Bahçeli’nin açıklamalarından öne çıkanlar şöyle:
“GÖZLERİNE KARA PERDE İNENLER…”
“Türklüğün yaşaması ve varoluş onurunda hizmeti geçen, emeği ve eserleriyle fikir ve vicdan hayatımıza ışıklar salan büyüklerimize Allah’tan rahmetler diliyor, hayatta olanlara müteşekkir olduğumuzu ifade ediyorum.
İnsanoğlu bildiğinin dünyası bilmediğinin düşmanıdır. Gözlerine kara perde inenlerin, gönülleri kaskatı kesilenlerin, görüş açıları sıfırla kesişenlerin bilmek ve tanımakla merakı yoktur. Bilmenin ve tanımanın davetkar, lütufkar izindeyiz.
Hakikatli bir münevver, okkayla mürekkebi beyaz sayfalarda buluşturan müttefiktir. Yaşadığı devrim çalkantılarını, imparatorluğumuzun çöküş gürültüsünü iliklerine kadar hissedip henüz tam manasıyla kavranamamıştır. 48 yıllık hayatını medyumu şükranla hatırlamak sosyal siyasal hayatımıza yansıtmak herkese düşen sorumluluk olsa gerektir.
‘KÜRTLERİ SEVMEYEN TÜRK, TÜRK DEĞİLDİR’
Türkler ile Kürtler 1000 yıllık ortak tarih ve coğrafya sonucunda maddi ve manevi bakımlarda birleşmişlerdir. Bugün ortak tehlikeler karşısında duruyorlar. Ziya Gökalp demiştir ki; ‘Türk ile Kürtlerin birbirini sevmesi hem dini hem de siyasi bir farzdır.’ Kürtleri sevmeyen bir Türk varsa Türk değildir. Türkleri sevmeyen bir Kürt varsa Kürt değildir.
Ziya Gökalp, Mondros Mütarekesi karşısında ‘İşlenmiş suçum yoktur. Bir yere gitmeyeceğim’ diyen cesur, gözü pek, geri adımı olmayan bir vatanseverdir.

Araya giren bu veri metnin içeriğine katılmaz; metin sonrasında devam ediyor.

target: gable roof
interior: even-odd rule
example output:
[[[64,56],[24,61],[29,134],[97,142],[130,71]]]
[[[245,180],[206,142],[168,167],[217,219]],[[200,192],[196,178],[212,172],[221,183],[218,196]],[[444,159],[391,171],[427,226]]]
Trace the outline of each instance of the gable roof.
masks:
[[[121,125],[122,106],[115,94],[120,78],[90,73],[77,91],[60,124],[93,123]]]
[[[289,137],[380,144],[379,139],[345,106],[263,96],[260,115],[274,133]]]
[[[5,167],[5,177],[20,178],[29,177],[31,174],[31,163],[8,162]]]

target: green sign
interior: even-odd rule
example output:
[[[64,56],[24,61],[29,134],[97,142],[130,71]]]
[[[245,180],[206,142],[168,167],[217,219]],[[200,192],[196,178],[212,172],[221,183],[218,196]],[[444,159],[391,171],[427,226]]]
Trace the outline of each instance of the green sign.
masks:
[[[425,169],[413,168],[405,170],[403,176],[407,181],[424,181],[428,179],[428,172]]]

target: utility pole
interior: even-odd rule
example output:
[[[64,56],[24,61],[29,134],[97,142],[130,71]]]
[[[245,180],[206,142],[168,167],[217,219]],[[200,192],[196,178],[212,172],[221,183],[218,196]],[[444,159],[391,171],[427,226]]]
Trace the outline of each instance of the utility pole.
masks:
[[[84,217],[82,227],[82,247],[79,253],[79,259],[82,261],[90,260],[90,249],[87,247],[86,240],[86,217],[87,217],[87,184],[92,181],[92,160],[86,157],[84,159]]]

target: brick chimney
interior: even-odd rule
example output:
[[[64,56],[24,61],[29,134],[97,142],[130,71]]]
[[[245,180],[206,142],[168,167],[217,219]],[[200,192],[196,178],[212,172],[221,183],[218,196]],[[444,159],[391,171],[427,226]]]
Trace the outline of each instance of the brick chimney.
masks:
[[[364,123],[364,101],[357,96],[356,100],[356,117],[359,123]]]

Büyükada’da toplanan bir avuç aydın arasında bulunan Ziya Gökalp, ‘Çare Türk’ün kendisine gelmesinden ibarettir’ demiştir.
Türkler her felaket zamanında içlerinden çıkacak bir kahraman tarafından temsil edecekler, Ergenekon Destanı’ndaki bozkurt gibi onları selamete ulaştıracaktır. İşte o bozkurt Gazi Mustafa Kemal Atatürk olmuştur. Milli Mücadele de ikinci Ergenekon sürecidir.

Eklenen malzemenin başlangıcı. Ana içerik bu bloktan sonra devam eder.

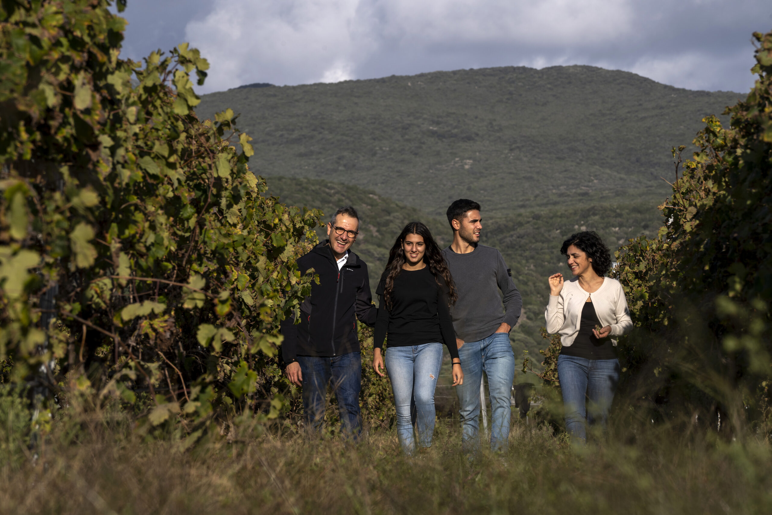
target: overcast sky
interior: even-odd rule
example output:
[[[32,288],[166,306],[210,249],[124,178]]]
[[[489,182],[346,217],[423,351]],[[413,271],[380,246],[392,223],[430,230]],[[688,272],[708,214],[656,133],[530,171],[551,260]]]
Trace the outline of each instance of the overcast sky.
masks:
[[[462,68],[588,64],[746,92],[770,0],[128,0],[124,57],[181,42],[201,93]]]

Hapishane köşeleri, sürgün yılları, haksız eleştiriler, maksatlı saldırılar, iftira boyutundaki sataşmalar merhum Gökalp’i devlet ve millet sevdasından vazgeçirememiştir. Türkiye Cumhuriyeti’nin kuruluş ilhamının arka planındaki kahramanıdır.
‘BURUNLARINDAN FİTİL FİTİL GETİRİRİZ’
Türk milletinin vicdanını, dayanışmasını, tarihsel ilkelerini, dilini, töresini sosyolojik disiplinle analiz etmiştir. Tarihten ders ve ibret almasını bilmiştir. Köksüz düşüncülere, kifayetsiz iddialara, yabancı hayranlığına karşı duran asaletin timsali olmuştur.
Aziz şehitlerimizin kemiklerini sızlatacak hiçbir yanlışa girmedik, girmeyiz. Hiç kimse bizimle Türklüğe hizmet kulvarında yarışa girmesin. Hiç kimse ispat edemeyeceği şovlara, yağlı urgan ölçüştürmeye heves etmesinler. O bayrağı heveslerinin kursağında teker teker bırakır, burunlarından fitil fitil getiririz.
‘TUSAŞ’A SALDIRI PKK’NIN KİMLERİN MAŞASI OLDUĞUNU GÖSTERDİ’
TUSAŞ’a yapılan terör saldırısı PKK/YPG/PYD’nin kimlerin maşası olduğunu gözler önüne sermiştir. PKK, Türk’ün de Kürt’ün de hatta yaşayan her canlının da düşmanıdır. Cumhurbaşkanı’nın BRICS temasları ve bizim salı günkü tarihi çıkışımızın hemen ardından Türkiye’ye kanlı mesaj vermiştir. Bu mesaj ayaklarımızın altında ezilmiştir. Teröristleri üzerimize salan unsurlar amaçlarına ulaşamayacaklar.”